Penularan HIV/AIDS berasal dari hubungan seksual kalangan pekerja seksual, seks bebas, atau pengguna narkoba. Penularan juga dapat terjadi di kalangan orang yang bukan pecandu narkoba, atau yang tidak pernah melakukan seks bebas pun berisiko terkena penyakit HIV/AIDS ini. Sering kali mereka tidak menyadari bahwa tubuhnya telah tertular HIV.

Dalam penelitian terkini, menurut Dr.

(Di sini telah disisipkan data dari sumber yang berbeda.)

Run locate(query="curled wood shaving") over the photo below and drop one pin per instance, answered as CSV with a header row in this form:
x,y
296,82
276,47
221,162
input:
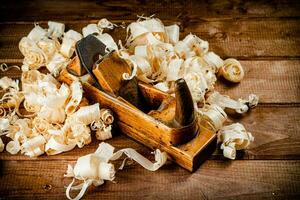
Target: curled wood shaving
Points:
x,y
240,106
104,23
2,145
56,29
37,33
91,29
234,137
95,168
68,44
215,115
4,67
232,70
34,57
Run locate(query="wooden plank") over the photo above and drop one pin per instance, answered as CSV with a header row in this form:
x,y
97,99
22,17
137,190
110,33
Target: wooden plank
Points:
x,y
275,81
214,180
13,10
242,39
275,129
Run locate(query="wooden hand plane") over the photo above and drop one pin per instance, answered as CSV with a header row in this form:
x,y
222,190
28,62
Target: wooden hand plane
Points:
x,y
144,113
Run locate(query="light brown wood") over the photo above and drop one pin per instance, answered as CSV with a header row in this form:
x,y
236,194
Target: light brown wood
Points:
x,y
274,81
265,33
275,129
235,180
75,68
137,125
241,39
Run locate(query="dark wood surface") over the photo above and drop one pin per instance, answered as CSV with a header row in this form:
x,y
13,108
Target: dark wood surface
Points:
x,y
264,35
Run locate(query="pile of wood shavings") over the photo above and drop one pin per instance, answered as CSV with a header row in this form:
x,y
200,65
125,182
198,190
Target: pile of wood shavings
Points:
x,y
58,117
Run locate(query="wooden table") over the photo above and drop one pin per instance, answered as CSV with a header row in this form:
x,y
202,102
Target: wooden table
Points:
x,y
263,35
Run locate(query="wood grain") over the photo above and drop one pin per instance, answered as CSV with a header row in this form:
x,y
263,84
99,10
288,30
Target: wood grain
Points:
x,y
276,81
275,129
265,34
166,9
213,180
242,39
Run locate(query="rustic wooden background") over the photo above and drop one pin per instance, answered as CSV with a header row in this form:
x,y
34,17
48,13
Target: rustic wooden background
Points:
x,y
263,35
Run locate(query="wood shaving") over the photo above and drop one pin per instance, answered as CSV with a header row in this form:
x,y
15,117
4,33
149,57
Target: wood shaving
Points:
x,y
234,137
94,169
232,70
60,118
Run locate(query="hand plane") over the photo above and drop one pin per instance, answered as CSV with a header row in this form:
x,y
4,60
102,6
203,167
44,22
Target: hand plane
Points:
x,y
144,113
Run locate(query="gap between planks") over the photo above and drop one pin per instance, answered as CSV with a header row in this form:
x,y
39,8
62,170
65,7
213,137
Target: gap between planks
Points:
x,y
214,179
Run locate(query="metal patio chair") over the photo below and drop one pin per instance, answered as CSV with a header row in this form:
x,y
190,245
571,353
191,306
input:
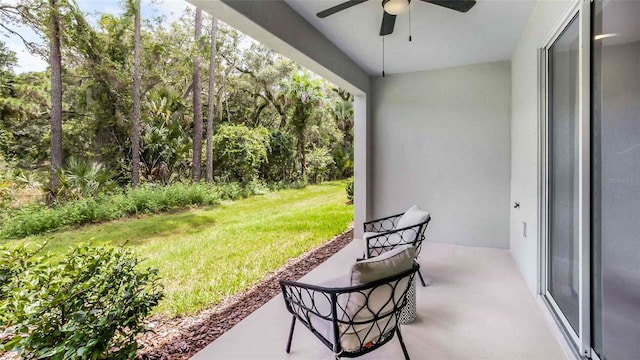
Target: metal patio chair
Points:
x,y
382,235
351,320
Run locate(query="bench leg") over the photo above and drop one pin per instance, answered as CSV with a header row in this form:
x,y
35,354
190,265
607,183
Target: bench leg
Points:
x,y
421,279
404,348
293,325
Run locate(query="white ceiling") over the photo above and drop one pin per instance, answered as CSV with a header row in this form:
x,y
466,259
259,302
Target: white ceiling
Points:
x,y
441,37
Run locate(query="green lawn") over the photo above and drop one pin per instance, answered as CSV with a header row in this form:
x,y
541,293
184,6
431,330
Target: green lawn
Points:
x,y
207,254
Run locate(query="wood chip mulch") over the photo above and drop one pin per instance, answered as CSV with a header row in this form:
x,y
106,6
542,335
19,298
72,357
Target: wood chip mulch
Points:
x,y
183,337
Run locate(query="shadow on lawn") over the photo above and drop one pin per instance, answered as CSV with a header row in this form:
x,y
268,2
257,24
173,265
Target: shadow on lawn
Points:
x,y
134,231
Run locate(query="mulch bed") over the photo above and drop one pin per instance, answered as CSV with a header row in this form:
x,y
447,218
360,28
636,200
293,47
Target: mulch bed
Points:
x,y
182,338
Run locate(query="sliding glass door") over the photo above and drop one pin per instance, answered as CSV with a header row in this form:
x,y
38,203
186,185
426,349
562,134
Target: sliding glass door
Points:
x,y
565,175
563,283
616,180
590,176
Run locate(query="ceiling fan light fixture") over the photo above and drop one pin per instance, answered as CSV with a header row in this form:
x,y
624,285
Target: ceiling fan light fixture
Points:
x,y
395,7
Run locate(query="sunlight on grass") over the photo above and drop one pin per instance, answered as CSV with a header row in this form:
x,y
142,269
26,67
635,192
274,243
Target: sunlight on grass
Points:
x,y
207,254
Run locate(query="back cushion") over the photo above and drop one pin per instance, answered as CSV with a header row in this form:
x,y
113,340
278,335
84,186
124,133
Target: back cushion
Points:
x,y
388,264
413,216
365,305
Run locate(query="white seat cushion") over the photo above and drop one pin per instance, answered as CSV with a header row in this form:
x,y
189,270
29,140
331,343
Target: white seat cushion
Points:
x,y
411,217
364,306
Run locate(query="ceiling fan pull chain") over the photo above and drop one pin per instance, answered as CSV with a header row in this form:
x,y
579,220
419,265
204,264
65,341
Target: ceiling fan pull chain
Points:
x,y
382,56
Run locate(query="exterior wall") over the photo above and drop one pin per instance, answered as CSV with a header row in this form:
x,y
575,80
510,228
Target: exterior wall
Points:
x,y
275,24
441,140
524,137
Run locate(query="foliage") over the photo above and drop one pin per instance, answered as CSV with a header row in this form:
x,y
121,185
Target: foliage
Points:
x,y
305,94
319,162
256,90
208,254
349,189
281,158
165,144
240,152
31,220
91,305
80,178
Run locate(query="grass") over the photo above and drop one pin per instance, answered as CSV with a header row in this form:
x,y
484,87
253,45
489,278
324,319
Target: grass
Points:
x,y
207,254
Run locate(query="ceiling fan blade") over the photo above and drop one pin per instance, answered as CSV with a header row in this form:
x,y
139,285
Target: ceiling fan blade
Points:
x,y
388,22
457,5
338,8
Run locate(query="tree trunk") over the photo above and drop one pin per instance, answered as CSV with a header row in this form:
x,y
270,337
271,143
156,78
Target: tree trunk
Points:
x,y
135,136
55,61
301,150
196,167
211,100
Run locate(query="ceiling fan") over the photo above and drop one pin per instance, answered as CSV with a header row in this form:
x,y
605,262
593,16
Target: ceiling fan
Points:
x,y
394,7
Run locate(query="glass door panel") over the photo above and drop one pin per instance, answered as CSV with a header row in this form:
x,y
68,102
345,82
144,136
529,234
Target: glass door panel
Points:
x,y
616,180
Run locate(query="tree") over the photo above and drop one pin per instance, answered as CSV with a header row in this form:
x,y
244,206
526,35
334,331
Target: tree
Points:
x,y
135,136
55,62
305,94
211,101
196,166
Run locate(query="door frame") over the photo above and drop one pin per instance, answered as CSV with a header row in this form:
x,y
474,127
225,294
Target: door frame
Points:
x,y
580,9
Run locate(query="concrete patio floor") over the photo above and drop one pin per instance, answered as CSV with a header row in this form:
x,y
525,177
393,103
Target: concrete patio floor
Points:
x,y
476,306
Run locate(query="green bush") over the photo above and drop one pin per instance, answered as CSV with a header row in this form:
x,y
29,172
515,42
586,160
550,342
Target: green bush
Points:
x,y
38,219
350,190
80,178
146,199
319,162
281,158
92,305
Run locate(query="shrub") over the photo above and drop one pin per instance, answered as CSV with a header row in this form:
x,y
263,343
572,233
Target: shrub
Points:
x,y
318,164
81,178
240,152
350,190
281,158
146,199
37,219
92,305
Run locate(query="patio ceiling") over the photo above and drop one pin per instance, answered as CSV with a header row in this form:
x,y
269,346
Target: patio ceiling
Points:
x,y
441,38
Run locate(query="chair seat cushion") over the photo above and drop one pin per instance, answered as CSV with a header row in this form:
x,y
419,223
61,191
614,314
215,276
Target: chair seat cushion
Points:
x,y
413,216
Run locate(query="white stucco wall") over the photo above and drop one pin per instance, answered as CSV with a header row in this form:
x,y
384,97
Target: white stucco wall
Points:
x,y
441,140
524,136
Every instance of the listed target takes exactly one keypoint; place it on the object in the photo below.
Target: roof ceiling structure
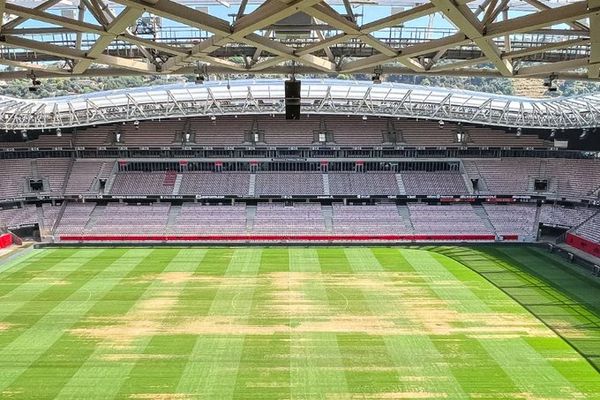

Irna Sufiawati, drg., Sp.PM., dosen Departemen Ilmu Penyakit Mulut Fakultas Kedokteran Gigi (FKG) Unpad, infeksi HIV dapat diidentifikasi melalui kesehatan gigi dan mulut. Menurutnya, dokter gigi dapat menemukan beberapa kelainan di rongga mulut yang merupakan manifestasi dari infeksi HIV. (unpad.ac.id)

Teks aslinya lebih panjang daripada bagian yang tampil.